A federal judge granted the American Civil Liberties Union and National Immigration Law Center’s request for a stay against parts of President Donald Trump‘s executive order yesterday barring travel from seven majority Muslim nations—which forced Customs and Border Enforcement to detain numerous refugees and visa-holders approved under the previous administration, setting off massive protests at John F. Kennedy Airport and hubs across the nation.
The demonstrators thronging Brooklyn’s Cadman Plaza erupted in jubilation when they learned Eastern District Court Judge Ann Donnelly had issued a nationwide stay blocking the Trump administration from deporting any of the individuals presently in detention. The two liberal groups had filed the suit on behalf of two of the 11 individuals held at JFK—one of them Hameed Khalid Darweesh, a former Iraqi translator for the U.S. military released from custody this afternoon.
Thousands of protesters besieged the Queens airfield this evening to demand the release of 11 other refugees caught in airborne limbo by the White House fiat and held by Customs officials at Terminal 4.
“There is imminent danger, absent stay of removal, there will be substantial and irreparable injury to refugees, visa-holders and other individuals subject to the January 27, 2017 executive order,” Donnelly wrote in her order, which lists Trump and Gen.

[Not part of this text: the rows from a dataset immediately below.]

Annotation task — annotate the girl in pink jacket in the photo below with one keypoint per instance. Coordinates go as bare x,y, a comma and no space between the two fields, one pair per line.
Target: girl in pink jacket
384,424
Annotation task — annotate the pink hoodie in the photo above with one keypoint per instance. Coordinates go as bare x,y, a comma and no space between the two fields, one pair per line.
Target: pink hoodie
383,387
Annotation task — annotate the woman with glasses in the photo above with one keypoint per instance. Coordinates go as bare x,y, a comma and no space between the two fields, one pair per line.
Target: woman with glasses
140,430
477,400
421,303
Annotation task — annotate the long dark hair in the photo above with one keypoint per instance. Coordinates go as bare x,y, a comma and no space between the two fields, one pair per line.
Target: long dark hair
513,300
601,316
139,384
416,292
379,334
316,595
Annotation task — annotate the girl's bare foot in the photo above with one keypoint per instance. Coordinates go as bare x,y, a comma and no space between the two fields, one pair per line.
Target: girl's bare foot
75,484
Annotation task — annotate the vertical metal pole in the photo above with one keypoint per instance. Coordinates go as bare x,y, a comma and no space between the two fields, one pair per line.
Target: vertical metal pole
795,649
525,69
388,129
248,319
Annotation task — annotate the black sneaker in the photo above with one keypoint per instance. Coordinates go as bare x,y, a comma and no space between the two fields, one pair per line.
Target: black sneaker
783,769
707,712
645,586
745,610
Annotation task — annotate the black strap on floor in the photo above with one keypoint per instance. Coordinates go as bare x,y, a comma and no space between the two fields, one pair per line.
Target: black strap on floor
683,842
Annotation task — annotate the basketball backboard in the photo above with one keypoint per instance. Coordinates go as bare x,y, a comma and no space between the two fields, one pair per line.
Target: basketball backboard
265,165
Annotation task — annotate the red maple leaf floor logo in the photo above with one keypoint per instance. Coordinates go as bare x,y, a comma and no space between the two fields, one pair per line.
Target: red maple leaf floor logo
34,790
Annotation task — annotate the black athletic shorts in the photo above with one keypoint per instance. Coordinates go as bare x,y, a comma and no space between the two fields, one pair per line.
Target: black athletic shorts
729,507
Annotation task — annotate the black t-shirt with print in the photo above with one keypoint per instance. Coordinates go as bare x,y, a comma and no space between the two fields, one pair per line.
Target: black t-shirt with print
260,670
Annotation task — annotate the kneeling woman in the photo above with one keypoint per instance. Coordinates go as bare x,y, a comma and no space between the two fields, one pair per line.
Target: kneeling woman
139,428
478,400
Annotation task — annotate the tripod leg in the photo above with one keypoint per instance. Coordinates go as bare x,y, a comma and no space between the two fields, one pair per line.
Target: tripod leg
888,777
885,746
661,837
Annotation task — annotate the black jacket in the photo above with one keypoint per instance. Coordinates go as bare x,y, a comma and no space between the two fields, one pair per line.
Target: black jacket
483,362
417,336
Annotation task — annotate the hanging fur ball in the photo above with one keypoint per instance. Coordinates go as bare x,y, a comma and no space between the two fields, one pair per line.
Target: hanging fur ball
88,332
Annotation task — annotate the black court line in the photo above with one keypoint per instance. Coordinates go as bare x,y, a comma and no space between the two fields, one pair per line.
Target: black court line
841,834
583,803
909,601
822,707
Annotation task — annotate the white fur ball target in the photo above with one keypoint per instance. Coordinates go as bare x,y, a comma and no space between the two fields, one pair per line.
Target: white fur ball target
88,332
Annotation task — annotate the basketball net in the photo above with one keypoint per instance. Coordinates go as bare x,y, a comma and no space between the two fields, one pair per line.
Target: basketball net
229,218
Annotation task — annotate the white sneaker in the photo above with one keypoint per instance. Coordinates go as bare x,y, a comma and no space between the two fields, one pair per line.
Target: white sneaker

John Kelly, his Secretary of the Department of Homeland Security, among its respondents. “It is appropriate and just that, pending completion of a hearing before the court on the merits of the petition, that the respondents be enjoined and restrained from further acts.”
From the language of the order, it appears it only applies to persons already cleared to stay in the United States under President Barack Obama—and the hearing will determine the ultimate outcome. Donnelly’s injunction does not prevent the administration from refusing admission to future visa and asylum applicants from Syria, Iraq, Libya, Sudan, Somalia, Iran and Yemen.
But ACLU Executive Director Anthony Romero nonetheless declared a broad victory on the courthouse steps.
“This is a remarkable day. On day one, after he signed the executive order, we jumped into court, arguing that the order was unconstitutional, that it was un-American and that it flew in the face of established statutes that we have long regarded in this country,” he said. “We’ve shown today that the courts can work. They’re a bulwark in our democracy. And when President Trump enacts laws or executive orders that are unconstitutional and illegal, the courts are there to defend everyone’s rights.”
Mayor Bill de Blasio, Gov. Andrew Cuomo and state Attorney General Eric Schneiderman—all three Democrats—have committed legal resources to assist those in detention at JFK. The governor, a rumored 2020 rival to Trump, ordered the Port Authority to keep its airtrain to JFK open to facilitate the flow of demonstrators to the airfield.
Obama appointed Donnelly to the bench in 2014 at the advice of Sen. Charles Schumer, now the Senate Minority Leader.